Die Bourne-Identität
Augenbrauen hoben sich überrascht. »Was um Himmels willen tun Sie?« fragte er.
»Dort drüben bei Ihrem Haus«, sagte Jason und duckte sich ein wenig, »Sie haben es auch gesehen?«
»Ja, und?«
»Wer war die Frau? Kennen Sie sie?«
»Das will ich meinen! Sie ist meine Frau.«
»Ihre Frau!« Bourne war die Überraschung anzusehen.
»Ich dachte, Sie hätten gesagt ... ich dachte, Sie hätten gesagt, sie sei eine alte Frau. Sie wollten, daß Sie mich anhört, weil Sie seit Jahren Ihrem Urteil blind vertrauen. Das haben Sie vorhin gesagt.«
»Nicht genau. Ich habe gesagt, sie sei eine alte Soldatenfrau. Und ich habe in der Tat großen Respekt vor ihrem Urteil. Aber sie ist meine zweite Frau - meine sehr viel jüngere zweite Frau - aber mir ebenso lieb wie meine erste, die vor acht Jahren starb.«
»O mein Gott ... «
»Machen Sie sich keine Gedanken über den Altersunterschied. Sie ist stolz und glücklich, die zweite Madame Villiers zu sein. Sie war mir im Rat eine große Hilfe.«
»Es tut mir leid«, flüsterte Bourne. »Herrgott, es tut mir leid.«
»Was denn? Sie haben sie mit jemand anderem verwechselt?
Das geschieht häufig; sie ist schließlich eine auffallende Schönheit. Ich bin sehr stolz auf sie.« Villiers öffnete die Tür, während Jason sich aufrichtete. »Warten Sie hier«, sagte der General, »ich gehe hinein und sehe nach; wenn alles in Ordnung ist, öffne ich die Tür und gebe Ihnen ein Zeichen. Wenn nicht, komme ich zum Wagen zurück, dann fahren wir weg.«
Bourne blieb reglos vor Villiers stehen und hinderte damit den alten Mann am Aussteigen. »General, ich muß Sie etwas fragen. Ich weiß nicht recht, wie ich es anstellen soll, aber ich muß. Ich sagte Ihnen ja, daß ich Ihre Telefonnummer in einer Verbindungsstation gefunden habe, die Carlos benutzt. Ich habe Ihnen nicht gesagt, wo. Nur, daß sie von einer Person bestätigt wurde, die zugab, Nachrichten zwischen Carlos und dessen Kontaktpersonen zu vermitteln.« Bourne atmete tief, und sein Blick wanderte kurz zu der Tür auf der anderen Straßenseite. »Jetzt muß ich Ihnen eine Frage stellen und Sie bitten, sorgfältig nachzudenken, ehe Sie antworten.

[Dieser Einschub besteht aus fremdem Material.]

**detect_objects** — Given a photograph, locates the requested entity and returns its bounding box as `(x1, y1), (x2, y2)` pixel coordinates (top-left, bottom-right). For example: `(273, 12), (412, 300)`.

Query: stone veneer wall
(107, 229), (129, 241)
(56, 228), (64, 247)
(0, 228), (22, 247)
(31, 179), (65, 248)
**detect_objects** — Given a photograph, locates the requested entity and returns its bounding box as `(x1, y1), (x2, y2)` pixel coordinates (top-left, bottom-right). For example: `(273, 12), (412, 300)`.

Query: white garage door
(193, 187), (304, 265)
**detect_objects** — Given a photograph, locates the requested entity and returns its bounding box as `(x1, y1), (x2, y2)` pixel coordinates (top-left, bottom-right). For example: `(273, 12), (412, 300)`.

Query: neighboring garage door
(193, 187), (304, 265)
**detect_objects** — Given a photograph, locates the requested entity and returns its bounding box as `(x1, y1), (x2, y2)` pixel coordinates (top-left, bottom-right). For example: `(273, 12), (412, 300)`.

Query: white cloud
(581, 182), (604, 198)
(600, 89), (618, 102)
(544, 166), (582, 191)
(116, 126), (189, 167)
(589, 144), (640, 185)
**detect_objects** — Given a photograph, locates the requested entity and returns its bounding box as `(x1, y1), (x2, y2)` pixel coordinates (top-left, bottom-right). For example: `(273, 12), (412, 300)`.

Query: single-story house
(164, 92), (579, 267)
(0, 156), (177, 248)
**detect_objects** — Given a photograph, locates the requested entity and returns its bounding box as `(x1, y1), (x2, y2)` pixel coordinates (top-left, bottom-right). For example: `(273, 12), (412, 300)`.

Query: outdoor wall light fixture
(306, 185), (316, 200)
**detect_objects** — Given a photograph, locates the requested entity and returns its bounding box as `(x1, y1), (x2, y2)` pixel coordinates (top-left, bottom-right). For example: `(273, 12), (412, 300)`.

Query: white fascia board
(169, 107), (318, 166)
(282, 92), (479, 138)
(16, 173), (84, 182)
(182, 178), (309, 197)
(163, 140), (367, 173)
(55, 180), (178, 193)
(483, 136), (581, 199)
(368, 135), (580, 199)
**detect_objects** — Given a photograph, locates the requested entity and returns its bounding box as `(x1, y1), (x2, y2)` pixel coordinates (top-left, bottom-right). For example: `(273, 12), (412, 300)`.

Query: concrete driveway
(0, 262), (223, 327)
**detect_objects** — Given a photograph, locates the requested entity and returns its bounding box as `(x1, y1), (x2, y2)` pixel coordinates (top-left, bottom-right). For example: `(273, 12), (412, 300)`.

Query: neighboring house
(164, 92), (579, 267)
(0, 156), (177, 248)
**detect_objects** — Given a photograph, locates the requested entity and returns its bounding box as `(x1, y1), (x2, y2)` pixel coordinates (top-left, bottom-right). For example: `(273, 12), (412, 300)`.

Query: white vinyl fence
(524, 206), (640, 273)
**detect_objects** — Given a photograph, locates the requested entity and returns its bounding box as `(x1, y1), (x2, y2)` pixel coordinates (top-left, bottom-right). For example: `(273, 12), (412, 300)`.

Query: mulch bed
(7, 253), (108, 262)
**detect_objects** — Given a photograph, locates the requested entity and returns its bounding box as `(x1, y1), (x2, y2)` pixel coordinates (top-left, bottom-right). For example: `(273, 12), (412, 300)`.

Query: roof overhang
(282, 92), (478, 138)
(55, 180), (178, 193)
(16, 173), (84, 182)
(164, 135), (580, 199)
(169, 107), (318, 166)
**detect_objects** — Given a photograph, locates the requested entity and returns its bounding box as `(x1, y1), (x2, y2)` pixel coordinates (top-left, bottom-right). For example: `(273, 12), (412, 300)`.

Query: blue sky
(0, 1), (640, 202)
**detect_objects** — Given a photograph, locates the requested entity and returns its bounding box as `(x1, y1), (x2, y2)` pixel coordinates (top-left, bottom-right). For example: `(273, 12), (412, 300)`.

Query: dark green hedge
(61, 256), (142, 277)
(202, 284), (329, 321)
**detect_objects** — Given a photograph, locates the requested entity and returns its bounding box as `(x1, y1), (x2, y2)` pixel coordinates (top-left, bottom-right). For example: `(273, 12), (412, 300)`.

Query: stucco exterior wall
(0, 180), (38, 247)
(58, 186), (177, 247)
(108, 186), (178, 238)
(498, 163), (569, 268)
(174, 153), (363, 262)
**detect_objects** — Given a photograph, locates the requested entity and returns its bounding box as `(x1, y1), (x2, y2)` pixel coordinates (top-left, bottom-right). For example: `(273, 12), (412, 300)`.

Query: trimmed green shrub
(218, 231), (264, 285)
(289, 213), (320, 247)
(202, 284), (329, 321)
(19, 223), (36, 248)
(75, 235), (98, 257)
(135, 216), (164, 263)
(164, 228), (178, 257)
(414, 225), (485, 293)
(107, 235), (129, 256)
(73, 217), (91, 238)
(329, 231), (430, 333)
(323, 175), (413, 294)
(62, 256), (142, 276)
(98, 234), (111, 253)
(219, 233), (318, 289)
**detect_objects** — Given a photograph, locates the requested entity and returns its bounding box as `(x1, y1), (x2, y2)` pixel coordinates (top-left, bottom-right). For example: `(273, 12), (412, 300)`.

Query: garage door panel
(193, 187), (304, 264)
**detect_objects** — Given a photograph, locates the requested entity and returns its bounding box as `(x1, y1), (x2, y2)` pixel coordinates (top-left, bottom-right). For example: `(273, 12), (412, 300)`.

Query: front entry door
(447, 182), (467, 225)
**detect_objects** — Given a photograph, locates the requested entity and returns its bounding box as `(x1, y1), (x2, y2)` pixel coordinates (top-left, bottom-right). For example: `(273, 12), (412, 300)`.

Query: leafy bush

Kauft Ihre Frau ihre Kleider in einem Geschäft, das sich Les Classiques nennt?«
»In Saint-Honoré?«
»Ja.«
»Ich weiß zufällig, daß sie das nicht tut.«
»Sind Sie sicher?«
»Ganz und gar. Nicht nur, daß ich nie eine Rechnung von diesem Geschäft gesehen habe, sondern sie hat mir auch gesagt, daß ihr die Stoffe dort nicht gefallen. Meine Frau kennt sich in Modedingen sehr gut aus.«
»Mein Gott.«
»Was?«
»General, ich kann dieses Haus nicht betreten. Ich kann dort nicht hineingehen.«
»Warum nicht? Was wollen Sie damit sagen?«
»Der Mann auf der Treppe, der mit Ihrer Frau sprach. Er kommt von der Verbindungsstelle; das ist Les Classiques. Er ist ein Kontaktmann für Carlos.«
Alles Blut wich aus André Villiers Gesicht. Er wandte sich um, starrte über die von Bäumen gesäumte Straße zu seinem Haus hinüber auf die glänzende schwarze Tür und die Bronzedekoration, die das Licht der Kutschenlampen spiegelte.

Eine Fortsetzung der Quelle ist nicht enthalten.